David Trubridge

David Trubridge graduated from Newcastle University in Northern England in 1972 with a degree in Naval Architecture (boat design). For the next ten years he lived and worked in rural Northumberland. He taught himself furniture making while working part-time as a forester on a private estate. He went on to develop his own designs which were exhibited around Britain.

During this time he married Linda, a Fine Arts graduate, and they had two sons, Sam and Billy. In 1981 they sold everything they had, bought the yacht ‘Hornpipe’ and set out on an open ended adventure around the world. For five years they sailed through the Caribbean and Pacific, stopping to work for a while in the Virgin Islands and Tahiti. David made whole house lots of furniture for expatriates on Tortola and Moorea. They arrived in New Zealand in late 1985 basing themselves in the Bay of Islands from where they continued to sail on ‘Hornpipe’. David started to make furniture influenced by their Pacific travels. A series of chairs were made like outrigger canoes : light flexible structures fastened with string lashings held graceful canoe forms as seats. Canoe Chair is in the entrance foyer of the New Zealand embassy in Tokyo.

When Sam and Billy entered High School they sold ‘Hornpipe’ and moved to Hawkes Bay. David was Artist-in-Residence at Hawkes Bay Polytechnic (now EIT). He developed a series of works derived from the East Coast landscape and its fractured friable rocks. They built a house in Havelock North, which David designed. This led on to further architectural commissions. Taking inspiration from their much loved boat, the colourful Hornpipe Bench was made for a national Design competition using Radiata Pine, which it won as well as a number of other awards. It was exhibited in Hannover at ‘Ligna’ and London, and was included in the International Design Yearbook. The prize for the design competition was a trip to Japan. David combined this with a short residency at Kyoto College of Art. With the help of a Creative New Zealand (Arts Council) grant David produced a series of figurative works. They retained expressive tool-marks from the making process and also incorporated wood block prints. In 1999 David curated a national exhibition called Furniture in Context for the Hawkes Bay Cultural Trust, which later travelled to the Dowse Art Museum. For it he made the first Body Raft 98 designs, which were exhibited with blue-prints of yacht designs. The second version of the Body Raft was shown at Salone Satellite in the 2001 Milan Furniture Fair, where it was picked up for manufacture by Cappellini. This was the start of a whole new change in David’s fortunes, life style and business model. His role has developed from that of a local designer/maker to an internationally known designer running his own design and manufacturing business with sales all over the world.

 In the last few years he has exhibited at 100% Design in London, nine times at the Salone del Mobile in Milan, and four times at ICFF in New York. His ‘Body Raft’ design is currently being manufactured by Cappellini, and was voted ‘an iconic New Zealand design’ by Urbis readers. His design ‘Raft’ was the only piece of furniture in the finals of the Japan Design Foundation’s International Competition 2001, and was also selected for the International Design Yearbook (IDYB). Snowflake light won a Silver Leaf at ISDA Japan. He has been selected for five IDYB entries.

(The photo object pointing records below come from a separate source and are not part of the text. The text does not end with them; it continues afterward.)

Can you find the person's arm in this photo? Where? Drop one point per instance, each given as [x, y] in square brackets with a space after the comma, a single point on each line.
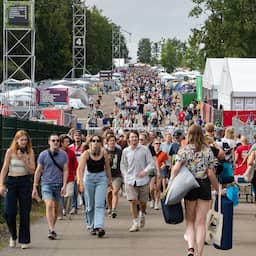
[65, 179]
[175, 169]
[108, 169]
[29, 160]
[4, 171]
[123, 163]
[213, 179]
[36, 181]
[80, 170]
[251, 159]
[150, 164]
[236, 158]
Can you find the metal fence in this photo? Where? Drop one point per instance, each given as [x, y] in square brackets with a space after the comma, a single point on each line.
[245, 129]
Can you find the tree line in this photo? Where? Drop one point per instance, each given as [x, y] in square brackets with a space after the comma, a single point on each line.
[229, 30]
[53, 46]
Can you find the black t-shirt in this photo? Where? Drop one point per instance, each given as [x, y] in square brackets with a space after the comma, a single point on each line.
[114, 161]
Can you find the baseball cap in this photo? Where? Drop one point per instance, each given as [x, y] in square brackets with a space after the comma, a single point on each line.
[178, 133]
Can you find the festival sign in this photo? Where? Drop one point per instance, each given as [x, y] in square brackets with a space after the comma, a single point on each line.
[18, 15]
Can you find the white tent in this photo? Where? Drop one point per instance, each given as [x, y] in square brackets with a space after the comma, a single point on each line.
[75, 93]
[211, 77]
[237, 84]
[76, 103]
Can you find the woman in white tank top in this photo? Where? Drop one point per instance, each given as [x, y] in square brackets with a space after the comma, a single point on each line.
[19, 165]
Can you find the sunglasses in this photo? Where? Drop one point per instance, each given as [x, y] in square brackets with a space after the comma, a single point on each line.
[55, 140]
[96, 141]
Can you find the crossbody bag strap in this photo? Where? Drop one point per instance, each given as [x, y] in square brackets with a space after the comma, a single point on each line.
[54, 161]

Over recent years his designs have been featured countless times in publications around the world, from Portugal to Lithuania, Ireland to Taiwan, Iceland to Ukraine, including the influential Italian magazines Abitare, ddn and Interni, plus Time, Wallpaper, I D magazine, and even the Financial Times. His work and writing have appeared in a number of design books and his designs have featured on the cover of two eco-design books.  For two years in a row Abitare picked out one of his designs for their preview of the best things to see in the Milan Furniture Fair.

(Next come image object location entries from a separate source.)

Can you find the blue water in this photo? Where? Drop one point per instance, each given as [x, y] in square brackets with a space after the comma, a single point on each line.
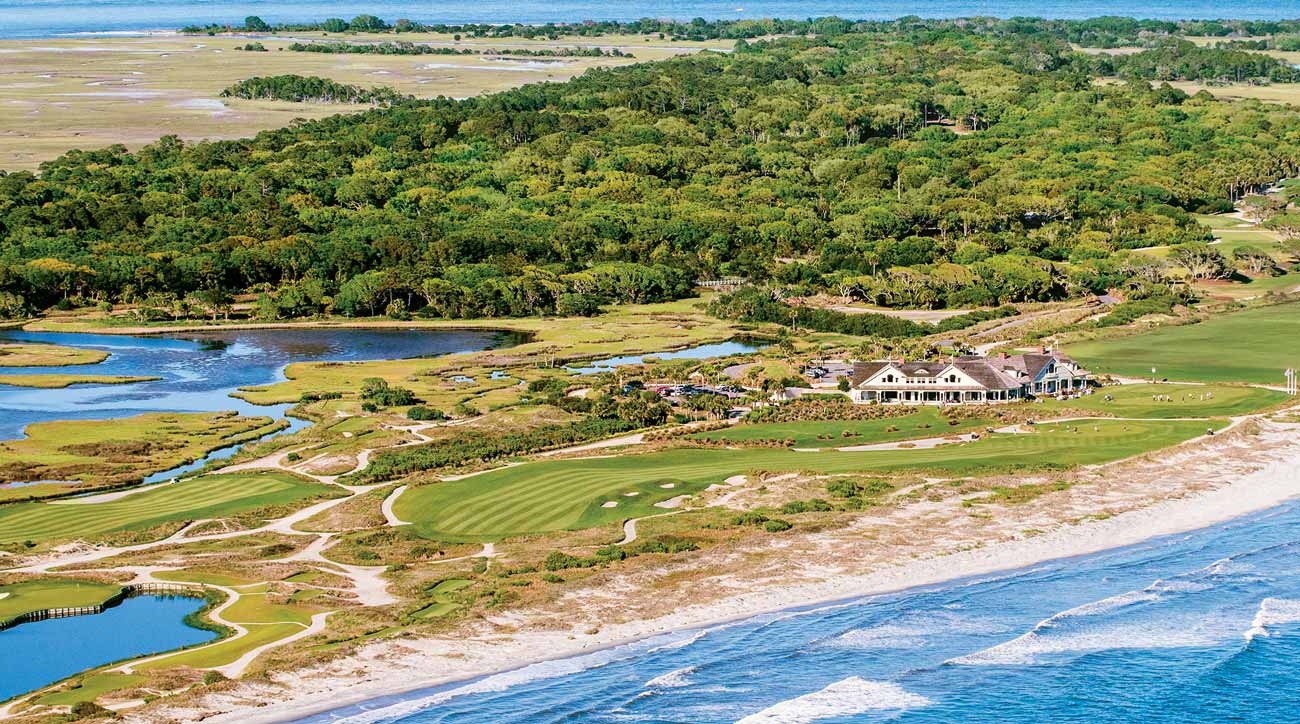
[701, 352]
[31, 655]
[199, 371]
[1186, 629]
[35, 18]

In 2006 the French editors of Elle Décor magazine judged his lighting to be the best of the year. And in 2008 another French magazine Express listed him as one of the top 15 designers in the world. In various recent European articles his work has been identified as internationally trendsetting in a new form of “raw sophistication” His work has been exhibited in the Pompidou Centre, Paris and at important design shows in Zurich, Gwangju (Korea), Taipei, Singapore, Sydney, Dubai. It has been used in shops as part of displays supporting fashion designers Kate Moss in London’s Top Shop, and Stella McCartney in Printemps Paris, and on the catwalk in Milan fashion week. It can be seen in luxury resorts around the world in such places as the Seychelles, Mauritius, and Fiji.